"Otello"de l'opéra de Verdi d'après la pièce "Othello" de Shakespeare
- Ginette Flora Amouma
- 24 sept. 2023
- 5 min de lecture
Dernière mise à jour : 28 févr.

Créé en 1887 par Giuseppe Verdi, d'après le livret d'Arrigo Boito et d'après la pièce de Shakespeare " Othello ou le Maure de Venise", c'est un opéra sur la jalousie.
En 1816, Rossini avait composé un Otello à Naples.
Verdi, pour éviter de marcher sur les plates-bandes de Rossini et de semer la confusion, appelle d'abord son opéra " Iago" . C'est en 1886, après la finalisation de l'œuvre que Verdi baptise son opéra du nom d'Otello.
Le genre lyrique
L'œuvre obéit aux paramètres du genre lyrique.
Les personnages sont typés, particulièrement taillés comme des pièces uniques pour présenter les rôles tragiques :
- Le ténor héroïque, Otello qui n'accepte pas d'être floué.

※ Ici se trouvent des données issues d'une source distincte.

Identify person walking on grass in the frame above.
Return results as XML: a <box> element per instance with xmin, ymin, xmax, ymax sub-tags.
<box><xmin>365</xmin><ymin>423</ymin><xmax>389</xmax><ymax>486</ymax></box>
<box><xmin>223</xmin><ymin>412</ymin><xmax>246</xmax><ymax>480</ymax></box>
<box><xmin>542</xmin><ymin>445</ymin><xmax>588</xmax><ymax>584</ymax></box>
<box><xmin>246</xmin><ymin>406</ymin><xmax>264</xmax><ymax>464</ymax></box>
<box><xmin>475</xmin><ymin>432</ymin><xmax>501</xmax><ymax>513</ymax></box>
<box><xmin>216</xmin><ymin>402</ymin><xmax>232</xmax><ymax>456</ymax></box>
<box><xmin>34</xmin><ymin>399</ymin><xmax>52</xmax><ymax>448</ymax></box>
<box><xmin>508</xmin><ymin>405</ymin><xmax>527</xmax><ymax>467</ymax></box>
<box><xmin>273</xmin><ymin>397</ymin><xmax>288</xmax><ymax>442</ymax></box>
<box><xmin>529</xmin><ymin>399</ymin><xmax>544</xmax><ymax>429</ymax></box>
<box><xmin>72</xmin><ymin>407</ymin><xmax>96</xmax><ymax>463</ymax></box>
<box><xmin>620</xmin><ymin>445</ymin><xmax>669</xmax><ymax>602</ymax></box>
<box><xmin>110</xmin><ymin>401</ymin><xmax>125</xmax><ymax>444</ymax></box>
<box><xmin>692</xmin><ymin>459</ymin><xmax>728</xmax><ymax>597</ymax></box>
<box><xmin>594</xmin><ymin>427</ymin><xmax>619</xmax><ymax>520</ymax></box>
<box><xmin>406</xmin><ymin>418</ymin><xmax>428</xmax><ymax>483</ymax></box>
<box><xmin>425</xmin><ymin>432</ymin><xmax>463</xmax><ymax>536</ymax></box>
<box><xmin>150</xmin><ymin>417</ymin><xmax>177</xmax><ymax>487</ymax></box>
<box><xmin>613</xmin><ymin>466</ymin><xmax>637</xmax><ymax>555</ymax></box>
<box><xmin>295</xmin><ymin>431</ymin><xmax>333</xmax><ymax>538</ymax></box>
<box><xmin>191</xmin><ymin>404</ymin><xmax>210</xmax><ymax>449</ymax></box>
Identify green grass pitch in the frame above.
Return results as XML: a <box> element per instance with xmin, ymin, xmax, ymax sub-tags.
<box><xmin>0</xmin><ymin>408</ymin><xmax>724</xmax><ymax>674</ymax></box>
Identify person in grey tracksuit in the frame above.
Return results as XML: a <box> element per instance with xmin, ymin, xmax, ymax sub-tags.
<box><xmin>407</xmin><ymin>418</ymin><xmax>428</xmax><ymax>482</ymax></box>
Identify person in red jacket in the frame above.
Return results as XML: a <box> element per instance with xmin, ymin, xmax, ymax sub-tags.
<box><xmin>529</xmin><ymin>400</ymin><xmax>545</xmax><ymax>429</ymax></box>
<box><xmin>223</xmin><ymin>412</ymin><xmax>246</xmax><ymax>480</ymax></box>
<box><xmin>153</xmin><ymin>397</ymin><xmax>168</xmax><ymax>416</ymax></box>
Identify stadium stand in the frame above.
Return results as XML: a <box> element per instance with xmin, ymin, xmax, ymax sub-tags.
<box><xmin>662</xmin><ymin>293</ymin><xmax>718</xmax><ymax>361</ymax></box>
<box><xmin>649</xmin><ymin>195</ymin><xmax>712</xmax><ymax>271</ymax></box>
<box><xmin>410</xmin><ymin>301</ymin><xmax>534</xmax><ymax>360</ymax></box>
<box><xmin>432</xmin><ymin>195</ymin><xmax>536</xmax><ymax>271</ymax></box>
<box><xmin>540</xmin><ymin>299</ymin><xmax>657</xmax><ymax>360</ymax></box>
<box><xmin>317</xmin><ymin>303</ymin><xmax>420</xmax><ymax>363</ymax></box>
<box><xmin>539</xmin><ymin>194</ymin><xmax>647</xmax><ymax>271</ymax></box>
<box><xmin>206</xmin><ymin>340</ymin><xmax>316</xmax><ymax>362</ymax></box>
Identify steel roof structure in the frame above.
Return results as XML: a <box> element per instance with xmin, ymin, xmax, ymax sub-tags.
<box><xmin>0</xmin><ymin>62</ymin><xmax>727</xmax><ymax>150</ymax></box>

- La soprano, Desdémone pure et sacrifiée et qui cherche à défendre l'honneur de son époux.
- Le baryton maléfique, Iago qui instille la perversion.

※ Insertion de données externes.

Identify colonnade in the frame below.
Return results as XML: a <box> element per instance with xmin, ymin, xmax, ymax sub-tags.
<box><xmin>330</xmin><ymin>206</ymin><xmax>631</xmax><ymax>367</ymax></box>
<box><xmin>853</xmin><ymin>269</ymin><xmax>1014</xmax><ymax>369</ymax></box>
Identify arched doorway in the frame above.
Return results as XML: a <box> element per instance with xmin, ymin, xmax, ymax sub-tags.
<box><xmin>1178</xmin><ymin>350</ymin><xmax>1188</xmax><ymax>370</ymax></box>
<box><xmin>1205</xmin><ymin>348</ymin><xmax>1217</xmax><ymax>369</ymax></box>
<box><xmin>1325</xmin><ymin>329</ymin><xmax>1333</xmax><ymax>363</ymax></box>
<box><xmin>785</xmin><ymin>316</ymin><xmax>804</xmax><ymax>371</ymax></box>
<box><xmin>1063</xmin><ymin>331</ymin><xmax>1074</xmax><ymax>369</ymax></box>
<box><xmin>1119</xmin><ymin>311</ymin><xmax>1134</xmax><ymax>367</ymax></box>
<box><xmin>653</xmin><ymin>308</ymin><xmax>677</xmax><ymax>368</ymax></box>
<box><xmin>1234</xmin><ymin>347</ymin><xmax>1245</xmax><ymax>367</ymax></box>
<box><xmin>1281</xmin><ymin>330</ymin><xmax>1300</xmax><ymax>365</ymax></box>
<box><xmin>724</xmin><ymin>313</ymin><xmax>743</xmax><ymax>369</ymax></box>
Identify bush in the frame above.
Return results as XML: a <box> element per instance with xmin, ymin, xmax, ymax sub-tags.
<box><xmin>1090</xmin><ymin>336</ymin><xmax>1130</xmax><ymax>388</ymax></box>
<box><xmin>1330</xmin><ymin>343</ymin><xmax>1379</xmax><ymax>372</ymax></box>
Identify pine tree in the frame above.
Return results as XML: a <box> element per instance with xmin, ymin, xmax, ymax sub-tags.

L'intrigue se concentre en un seul lieu, Chypre et en un seul temps, le retour du héros sur la terre conquise.
Les thèmes principaux sur lesquels le récit est formé sont les éléments de la nature que les instruments de l'orchestre font résonner dès l'ouverture. Puis le contexte politique est évoqué par les manœuvres des intrigants pour s'assurer des rangs importants dans la hiérarchie des responsabilités : place de capitaine, place de gouverneur ... Ensuite les amours exaltés et contrariés des principaux personnages compliquent une atmosphère déjà tendue, le tout bouillonnant dans un climat malveillant de complots et de manigances perfides.
La musique atteint un sommet dans les duos passionnés des deux époux. L'aria du baiser est le thème qui ouvre le récit et le ferme quand le rideau tombe. Le " Gia nella notte, déjà dans la nuit dense " recouvre les deux époux des douceurs de l'évocation de leur passé et de leur première rencontre. Un hautbois en éprouve la fragile intensité.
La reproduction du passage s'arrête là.